The CSB investigation found that federal regulations require some chemical facilities that manufacture hazardous substances to have process safety management systems in place to protect their workforce and the public. The CSB discovered, however, that a majority of these specialized rules are not required for nitrous oxide facilities.
In its final report, the CSB notes that the contributing causes of the explosion all stemmed from the lack of an effective process safety management system. For example:
– Even though heat from the pump was a known hazard, Airgas did not evaluate safer design options that could have eliminated the need for the pump altogether;
– The company did not perform a management of change review or hazard analysis before installing the pump to identify and control hazards; and
– Safeguards installed by the company, including the safety interlock to automatically shut down the pump, and flame arrestors were likely ineffective, and failed to prevent the incident.

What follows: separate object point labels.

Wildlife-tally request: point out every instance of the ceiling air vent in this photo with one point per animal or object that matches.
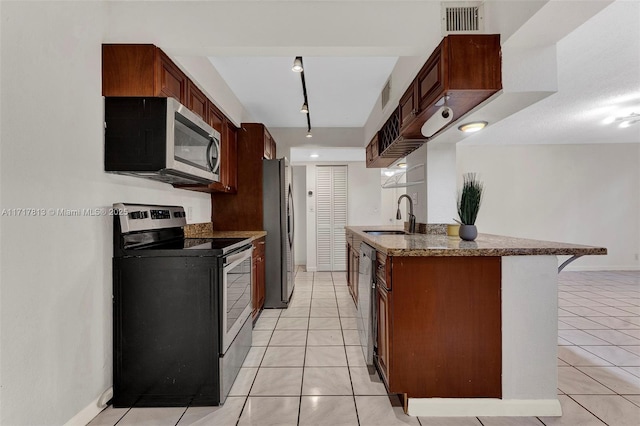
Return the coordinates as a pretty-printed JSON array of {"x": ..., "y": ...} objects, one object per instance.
[
  {"x": 462, "y": 17},
  {"x": 386, "y": 93}
]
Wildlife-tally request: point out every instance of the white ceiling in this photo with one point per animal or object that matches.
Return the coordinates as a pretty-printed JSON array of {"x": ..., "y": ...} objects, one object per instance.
[
  {"x": 598, "y": 73},
  {"x": 593, "y": 59},
  {"x": 341, "y": 90}
]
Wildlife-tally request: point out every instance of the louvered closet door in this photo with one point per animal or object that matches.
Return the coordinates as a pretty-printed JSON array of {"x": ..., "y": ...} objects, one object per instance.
[{"x": 331, "y": 217}]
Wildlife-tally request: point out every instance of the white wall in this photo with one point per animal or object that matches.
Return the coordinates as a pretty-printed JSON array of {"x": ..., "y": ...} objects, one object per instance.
[
  {"x": 389, "y": 204},
  {"x": 55, "y": 311},
  {"x": 300, "y": 217},
  {"x": 363, "y": 201},
  {"x": 583, "y": 194}
]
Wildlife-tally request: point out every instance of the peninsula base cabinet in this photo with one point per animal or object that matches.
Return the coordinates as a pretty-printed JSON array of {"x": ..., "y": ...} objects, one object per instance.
[{"x": 439, "y": 326}]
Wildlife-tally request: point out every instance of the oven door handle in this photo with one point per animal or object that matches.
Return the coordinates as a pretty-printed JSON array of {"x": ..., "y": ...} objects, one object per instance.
[{"x": 236, "y": 258}]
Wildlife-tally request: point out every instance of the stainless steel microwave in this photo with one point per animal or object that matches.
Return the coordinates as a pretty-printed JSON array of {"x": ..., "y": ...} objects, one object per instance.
[{"x": 159, "y": 139}]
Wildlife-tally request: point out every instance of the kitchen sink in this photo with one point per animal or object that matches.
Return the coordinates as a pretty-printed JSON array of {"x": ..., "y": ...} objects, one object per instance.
[{"x": 388, "y": 232}]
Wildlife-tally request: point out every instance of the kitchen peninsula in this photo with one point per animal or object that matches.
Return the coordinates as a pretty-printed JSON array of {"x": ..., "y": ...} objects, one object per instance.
[{"x": 467, "y": 327}]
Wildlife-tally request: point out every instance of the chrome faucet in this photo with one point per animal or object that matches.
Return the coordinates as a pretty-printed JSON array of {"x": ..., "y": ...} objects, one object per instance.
[{"x": 412, "y": 218}]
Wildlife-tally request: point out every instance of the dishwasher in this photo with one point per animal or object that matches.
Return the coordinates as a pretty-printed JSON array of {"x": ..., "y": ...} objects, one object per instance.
[{"x": 367, "y": 321}]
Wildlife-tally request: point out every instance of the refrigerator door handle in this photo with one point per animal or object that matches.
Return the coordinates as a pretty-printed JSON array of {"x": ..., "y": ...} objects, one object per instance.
[{"x": 290, "y": 218}]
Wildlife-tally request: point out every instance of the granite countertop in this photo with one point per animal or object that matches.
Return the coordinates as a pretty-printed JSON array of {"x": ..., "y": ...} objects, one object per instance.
[
  {"x": 484, "y": 245},
  {"x": 205, "y": 230}
]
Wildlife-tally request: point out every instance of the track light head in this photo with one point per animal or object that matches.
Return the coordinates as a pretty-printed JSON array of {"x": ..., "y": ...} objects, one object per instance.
[{"x": 297, "y": 64}]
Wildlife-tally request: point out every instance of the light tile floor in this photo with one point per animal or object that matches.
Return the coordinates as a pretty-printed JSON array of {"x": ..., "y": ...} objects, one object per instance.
[{"x": 305, "y": 367}]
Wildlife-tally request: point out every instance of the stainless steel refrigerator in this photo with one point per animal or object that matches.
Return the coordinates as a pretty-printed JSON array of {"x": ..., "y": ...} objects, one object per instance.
[{"x": 278, "y": 222}]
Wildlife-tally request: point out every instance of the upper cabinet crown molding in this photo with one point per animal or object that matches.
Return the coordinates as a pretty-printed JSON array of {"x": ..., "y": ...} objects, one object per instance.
[{"x": 461, "y": 73}]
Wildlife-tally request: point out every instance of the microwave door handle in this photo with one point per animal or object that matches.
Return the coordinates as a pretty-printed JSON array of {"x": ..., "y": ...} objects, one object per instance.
[{"x": 212, "y": 140}]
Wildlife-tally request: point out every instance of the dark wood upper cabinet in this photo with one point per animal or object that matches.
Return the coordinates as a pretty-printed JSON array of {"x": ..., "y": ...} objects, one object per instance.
[
  {"x": 243, "y": 211},
  {"x": 269, "y": 146},
  {"x": 145, "y": 70},
  {"x": 230, "y": 154},
  {"x": 463, "y": 71},
  {"x": 141, "y": 70}
]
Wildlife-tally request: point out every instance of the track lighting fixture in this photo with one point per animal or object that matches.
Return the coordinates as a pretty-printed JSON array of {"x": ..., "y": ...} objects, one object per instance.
[
  {"x": 297, "y": 64},
  {"x": 297, "y": 67}
]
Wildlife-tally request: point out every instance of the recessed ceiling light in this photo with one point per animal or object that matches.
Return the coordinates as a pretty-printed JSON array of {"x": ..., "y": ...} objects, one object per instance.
[
  {"x": 297, "y": 64},
  {"x": 473, "y": 126}
]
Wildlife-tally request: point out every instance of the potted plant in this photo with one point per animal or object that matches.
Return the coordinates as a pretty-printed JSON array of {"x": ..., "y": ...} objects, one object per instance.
[{"x": 469, "y": 200}]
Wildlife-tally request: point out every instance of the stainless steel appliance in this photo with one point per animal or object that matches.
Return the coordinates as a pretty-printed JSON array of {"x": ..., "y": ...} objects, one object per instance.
[
  {"x": 159, "y": 139},
  {"x": 181, "y": 310},
  {"x": 366, "y": 320},
  {"x": 278, "y": 222}
]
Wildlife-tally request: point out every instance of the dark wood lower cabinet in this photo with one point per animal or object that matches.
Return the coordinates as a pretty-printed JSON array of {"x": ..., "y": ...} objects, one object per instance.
[
  {"x": 439, "y": 327},
  {"x": 258, "y": 274},
  {"x": 384, "y": 312}
]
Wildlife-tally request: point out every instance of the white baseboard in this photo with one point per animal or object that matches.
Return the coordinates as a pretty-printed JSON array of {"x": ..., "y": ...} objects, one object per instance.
[
  {"x": 490, "y": 407},
  {"x": 90, "y": 411},
  {"x": 578, "y": 268}
]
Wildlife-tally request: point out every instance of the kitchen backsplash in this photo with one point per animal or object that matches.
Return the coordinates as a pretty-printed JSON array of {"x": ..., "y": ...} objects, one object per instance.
[{"x": 198, "y": 230}]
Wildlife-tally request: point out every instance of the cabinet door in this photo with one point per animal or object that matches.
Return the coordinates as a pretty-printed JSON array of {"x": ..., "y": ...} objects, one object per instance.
[
  {"x": 273, "y": 148},
  {"x": 197, "y": 101},
  {"x": 349, "y": 264},
  {"x": 254, "y": 285},
  {"x": 384, "y": 343},
  {"x": 171, "y": 81},
  {"x": 429, "y": 82},
  {"x": 408, "y": 106},
  {"x": 230, "y": 152},
  {"x": 267, "y": 145},
  {"x": 261, "y": 280}
]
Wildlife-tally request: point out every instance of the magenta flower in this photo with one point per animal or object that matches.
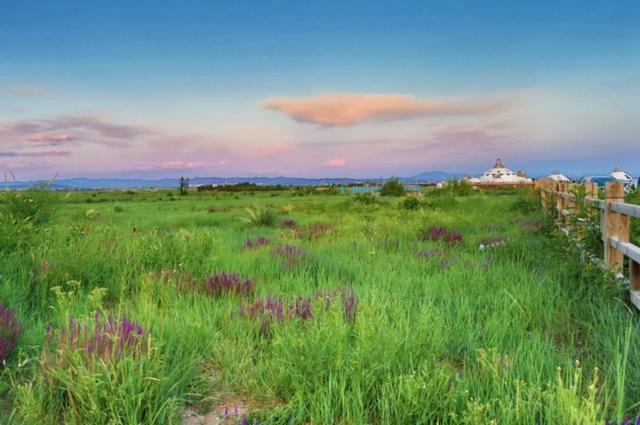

The U.S. Department of Labor’s Occupational Safety and Health Administration (OSHA) announced Monday a delay in enforcement of the crystalline silica standard that applies to the construction industry to conduct additional outreach and provide educational materials and guidance for employers. The Agency has determined that additional guidance is necessary because of the unique nature of the requirements in the construction standard. Originally scheduled to begin June 23, 2017, enforcement will now begin Sept. 23, 2017. – See more at: http://ehsdailyadvisor.blr.com
The Washington State Department of Ecology (Ecology) adopted amendments to Chapter 173-305 Washington Administrative Code (WAC), Hazardous Waste Fee Regulation on April 5, 2017. To see the rulemaking documents visit Ecology’s website at: http://www.ecy.wa.gov/programs/hwtr/laws_rules/HWFee/1606docs.html. The rule includes the following changes:
- Dangerous waste treated on-site by Generator
- Non-recurrent (e.g. spill clean-up) dangerous waste
- Modifies the definition of Price Deflator which affects the maximum total fees collected. The language was updated to clarify how the fee is adjusted annually for inflation; the language is now consistent with actual practice.
The rulemaking is not expected to change fee practices but to codify current practices. It will not require businesses to change how they report dangerous waste. The rule is effective May 6, 2017.